Bag limits for recreational anglers have been changed to one fish per day per person, or six per day per vessel, whichever is less.
For commercial anglers, the new bag limit is two fish per day per person, or six per vessel. This sleek and powerful fish can get as big as 135 pounds, though in Florida the record is 103 pounds, 12 ounces.
Typical cobia caught in our near-shore waters often will weigh 20 to 40 pounds and present a real challenge for anglers using light tackle. Depending on water clarity and depth, 12 to 20-pound tackle makes for exciting action.
To harvest a cobia, the fish must measure 33 inches. Measure from the tip of the nose to the inside fork of the tail.
It is advised that anglers landing a green fish -- or one that isn't exhausted from battle -- exercise caution when it's brought to the deck.
Green fish commonly hate the sight of the hull when being brought along side, and they hate the inside of the boat. Even fish that appear whipped when brought inside tend to get their second wind, thrashing wildly.
A rag placed over the head and eyes of the fish will, many times, calm them long enough to get a proper measurement.
If the fish is to be released, do so quickly. All fish deplete their oxygen levels dramatically during battle. The faster they get back into the water, the better their chances of recovery.
During those tense moments when a green fish is on deck, many anglers have been injured and tackle has been broken. Cobia have a row of seven to nine pointed pencil-like free spines forward of their dorsal fin that easily can puncture a leg or hand.
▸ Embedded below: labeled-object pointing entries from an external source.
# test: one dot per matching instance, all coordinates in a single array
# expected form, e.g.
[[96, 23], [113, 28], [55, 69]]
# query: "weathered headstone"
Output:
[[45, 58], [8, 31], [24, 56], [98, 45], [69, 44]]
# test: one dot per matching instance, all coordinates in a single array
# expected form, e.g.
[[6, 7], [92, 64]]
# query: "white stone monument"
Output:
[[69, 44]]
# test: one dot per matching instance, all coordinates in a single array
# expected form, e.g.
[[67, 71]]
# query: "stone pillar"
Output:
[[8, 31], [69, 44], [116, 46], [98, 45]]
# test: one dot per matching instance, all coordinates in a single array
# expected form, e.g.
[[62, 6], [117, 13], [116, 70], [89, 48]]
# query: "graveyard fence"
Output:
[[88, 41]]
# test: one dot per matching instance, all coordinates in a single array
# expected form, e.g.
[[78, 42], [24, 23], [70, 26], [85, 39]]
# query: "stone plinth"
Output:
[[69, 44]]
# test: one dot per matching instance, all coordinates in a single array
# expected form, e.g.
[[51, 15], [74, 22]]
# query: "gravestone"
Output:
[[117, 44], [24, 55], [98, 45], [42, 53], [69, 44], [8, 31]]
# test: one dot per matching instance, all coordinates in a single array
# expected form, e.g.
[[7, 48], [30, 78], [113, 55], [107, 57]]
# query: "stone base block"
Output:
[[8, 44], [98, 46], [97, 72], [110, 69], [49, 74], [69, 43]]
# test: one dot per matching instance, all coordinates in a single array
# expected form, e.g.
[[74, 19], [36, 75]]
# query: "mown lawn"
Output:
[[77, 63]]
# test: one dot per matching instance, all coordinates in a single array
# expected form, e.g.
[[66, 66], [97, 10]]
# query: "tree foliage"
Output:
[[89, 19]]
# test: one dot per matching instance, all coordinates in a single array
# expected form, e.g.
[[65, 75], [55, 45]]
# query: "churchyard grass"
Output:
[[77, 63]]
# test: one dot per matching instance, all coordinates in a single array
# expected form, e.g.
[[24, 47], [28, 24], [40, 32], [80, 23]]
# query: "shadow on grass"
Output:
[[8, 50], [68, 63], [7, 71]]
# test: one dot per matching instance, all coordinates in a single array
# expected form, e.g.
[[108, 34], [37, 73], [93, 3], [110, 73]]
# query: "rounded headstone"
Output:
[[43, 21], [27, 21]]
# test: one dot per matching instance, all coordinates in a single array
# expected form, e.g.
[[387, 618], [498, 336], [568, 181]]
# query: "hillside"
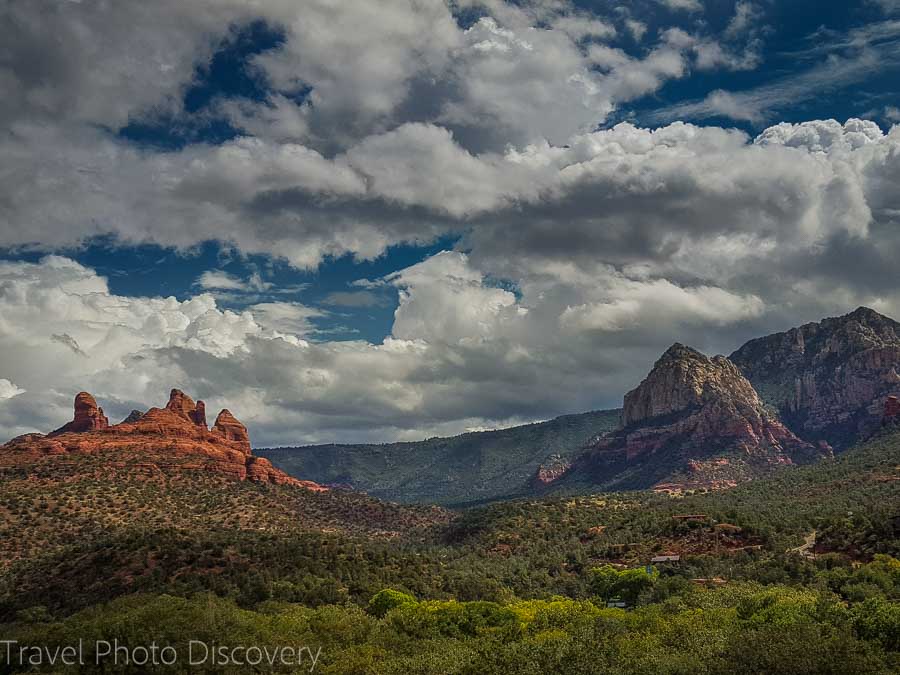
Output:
[[694, 422], [472, 467], [515, 587], [827, 380]]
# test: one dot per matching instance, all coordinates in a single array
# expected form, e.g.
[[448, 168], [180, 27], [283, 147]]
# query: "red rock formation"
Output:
[[228, 427], [88, 416], [827, 379], [683, 420], [552, 469], [891, 411], [173, 439], [183, 405]]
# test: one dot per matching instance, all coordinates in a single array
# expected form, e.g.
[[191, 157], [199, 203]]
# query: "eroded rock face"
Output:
[[173, 439], [228, 427], [552, 469], [694, 419], [891, 413], [828, 379], [88, 416]]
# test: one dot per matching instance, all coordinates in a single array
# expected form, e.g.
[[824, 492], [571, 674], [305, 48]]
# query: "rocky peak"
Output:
[[827, 379], [133, 416], [231, 429], [694, 421], [183, 405], [684, 379], [173, 439], [88, 416], [891, 413]]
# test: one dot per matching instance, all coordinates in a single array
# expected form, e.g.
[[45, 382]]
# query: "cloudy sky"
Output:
[[385, 220]]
If you are certain that the fish measures up and you will be keeping it, get it into a fish box in one quick and smooth motion.
Those using a gaff when landing fish will have to exercise good judgment. Nothing is more wasteful than a short fish that has been gaffed incorrectly. The same applies for those fishing with spears.
Cobia are a coastal pelagic species closely related to the oceanic dolphin fishes, though they do prefer the near-shore habitats from the mid-Atlantic region throughout the Gulf Coast. Found in temperate and sub-tropical seas throughout the world, cobia are a migratory species.
Mote Marine Laboratory found that some tagged fish have traveled over 2,000 miles in less than a year. One such fish was caught and tagged May 29, 1991. It was recaptured April 2, 1992 -- 2,039 miles away.
Throughout their migratory patterns, as with most species, the cobia will follow food, water temperature and members of the opposite sex.
Along the Atlantic coast of Florida, they spend their winters in the harbors and around wrecks and reefs in the keys. In late March and April, they begin the long trek northward, reaching Fernandina Inlet by late May and June.
On the Gulf Coast, they spend February and March wintering in the Panhandle region.
Their migratory pattern finds them moving south during April, with the largest population peaking in July and August. Their preferred water temperature range is 68 to 86 degrees Fahrenheit.
Known as "crab-eaters" in many parts of Florida, the cobia's diet includes such common elements as crabs, shrimp, small fish and squid.
There are times when cobia will attack just about any bait tossed their way. Other times, they seemingly will ignore the finest array of offerings.
Jigs are a favored bait by anglers using artificials.
Lead the fish when sight-fishing for them.
Dawn finds cobia around pilings, channel markers, reefs and rock piles along the Nature Coast. They can be caught in a variety of depths.
When a pair of fish is sighted and one is hooked, immediately get a second line in the water. Often, anglers enjoy multiple hook-ups in this situation. If a small school is sighted, work the outer edges so you don't spook the fish.
As with other species that have been listed as restricted, with careful actions on the part of those who chase them, they can be delisted from that status.
It's time for all anglers to exhibit their best behavior.